Standard LLMs output text. Function calling lets LLMs output structured commands that trigger real actions — and then incorporate the results into their response.
**The flow:**
1. You define a set of functions (tools) with names, descriptions, and parameter schemas
2. You send a user message along with the tool definitions
3. The model decides whether to call a function, and if so, which one with what arguments
4. You execute the function in your code and send back the result
5. The model incorporates the result and generates a final response
**Example**: A user asks 'What's the weather in Tokyo?'
- The model returns: `{"function": "get_weather", "arguments": {"city": "Tokyo"}}`
- Your code calls the weather API
- You return the result to the model
- The model says 'It's currently 22°C and sunny in Tokyo'
Function calling is what makes AI agents possible. Without it, AI can only *describe* actions. With it, AI can *take* actions.
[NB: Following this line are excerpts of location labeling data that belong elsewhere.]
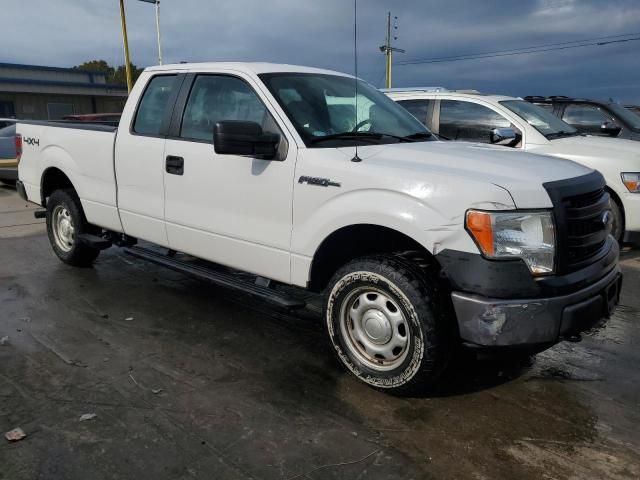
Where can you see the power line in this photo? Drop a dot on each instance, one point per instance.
(525, 50)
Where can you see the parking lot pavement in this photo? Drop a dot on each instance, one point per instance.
(190, 381)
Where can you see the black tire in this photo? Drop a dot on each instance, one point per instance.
(73, 253)
(408, 370)
(617, 227)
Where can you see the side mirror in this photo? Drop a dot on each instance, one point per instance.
(237, 137)
(610, 128)
(504, 136)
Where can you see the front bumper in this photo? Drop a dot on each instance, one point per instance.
(491, 322)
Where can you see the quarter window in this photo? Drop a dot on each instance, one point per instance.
(417, 108)
(586, 118)
(468, 121)
(154, 104)
(216, 98)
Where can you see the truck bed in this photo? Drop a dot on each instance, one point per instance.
(83, 151)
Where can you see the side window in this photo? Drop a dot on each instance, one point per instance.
(215, 98)
(417, 108)
(468, 121)
(585, 118)
(547, 106)
(153, 105)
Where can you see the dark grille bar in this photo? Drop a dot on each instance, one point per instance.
(580, 207)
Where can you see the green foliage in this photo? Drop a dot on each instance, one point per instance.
(113, 75)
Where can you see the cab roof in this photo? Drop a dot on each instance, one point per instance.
(249, 67)
(436, 92)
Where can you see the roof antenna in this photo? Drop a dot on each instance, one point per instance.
(356, 158)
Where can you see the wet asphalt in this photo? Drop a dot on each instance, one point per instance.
(188, 381)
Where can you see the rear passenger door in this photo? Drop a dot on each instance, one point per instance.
(229, 209)
(139, 158)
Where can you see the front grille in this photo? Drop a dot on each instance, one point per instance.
(582, 230)
(586, 228)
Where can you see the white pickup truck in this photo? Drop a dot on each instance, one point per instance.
(513, 122)
(310, 178)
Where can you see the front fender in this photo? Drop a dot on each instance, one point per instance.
(431, 227)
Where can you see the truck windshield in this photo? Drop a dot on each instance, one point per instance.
(545, 122)
(324, 111)
(627, 116)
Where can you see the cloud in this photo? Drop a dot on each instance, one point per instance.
(320, 33)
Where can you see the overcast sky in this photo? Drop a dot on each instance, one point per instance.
(320, 33)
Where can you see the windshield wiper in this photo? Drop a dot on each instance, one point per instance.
(347, 136)
(419, 136)
(561, 134)
(369, 136)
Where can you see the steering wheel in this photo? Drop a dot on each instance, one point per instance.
(361, 124)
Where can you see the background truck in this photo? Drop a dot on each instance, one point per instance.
(473, 117)
(310, 178)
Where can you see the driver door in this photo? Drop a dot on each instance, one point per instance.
(229, 209)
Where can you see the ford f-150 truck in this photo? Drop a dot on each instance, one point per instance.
(313, 179)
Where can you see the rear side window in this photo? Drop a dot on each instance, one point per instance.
(468, 121)
(417, 108)
(216, 98)
(153, 105)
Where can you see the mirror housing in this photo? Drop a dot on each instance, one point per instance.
(238, 137)
(611, 129)
(504, 136)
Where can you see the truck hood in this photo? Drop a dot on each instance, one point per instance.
(520, 173)
(592, 151)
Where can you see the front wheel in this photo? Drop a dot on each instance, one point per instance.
(385, 321)
(65, 223)
(617, 226)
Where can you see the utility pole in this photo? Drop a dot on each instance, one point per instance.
(125, 40)
(388, 48)
(157, 3)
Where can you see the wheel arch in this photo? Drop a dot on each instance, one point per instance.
(53, 178)
(616, 198)
(357, 240)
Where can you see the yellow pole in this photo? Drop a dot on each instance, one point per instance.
(389, 62)
(388, 50)
(127, 62)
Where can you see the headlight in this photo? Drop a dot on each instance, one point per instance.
(526, 235)
(631, 181)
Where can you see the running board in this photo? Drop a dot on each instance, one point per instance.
(222, 279)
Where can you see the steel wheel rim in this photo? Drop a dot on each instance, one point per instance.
(375, 329)
(64, 232)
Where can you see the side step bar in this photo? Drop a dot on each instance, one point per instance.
(218, 278)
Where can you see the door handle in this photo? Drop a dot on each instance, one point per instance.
(174, 165)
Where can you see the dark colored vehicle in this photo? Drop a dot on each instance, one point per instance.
(634, 108)
(8, 161)
(593, 117)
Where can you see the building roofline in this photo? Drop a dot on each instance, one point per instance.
(99, 86)
(49, 69)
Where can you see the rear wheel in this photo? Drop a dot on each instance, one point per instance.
(385, 322)
(65, 223)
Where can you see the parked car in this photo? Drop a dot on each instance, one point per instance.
(414, 245)
(513, 122)
(8, 161)
(634, 108)
(593, 117)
**Parallel function calling**: Modern models (GPT-4, Claude) can call multiple functions simultaneously. Ask 'Compare the weather in Tokyo and Paris' → two parallel weather calls.
**Structured outputs**: A related feature where models are constrained to output valid JSON matching a schema. This makes function calling reliable — no parsing errors, guaranteed structure.
The OpenAI function calling spec has become the de facto standard. Most major LLMs (Claude, Gemini, Mistral) support compatible tool-use APIs.
**Key takeaway:** Function calling turns LLMs from text generators into action-takers — the foundation of every AI agent.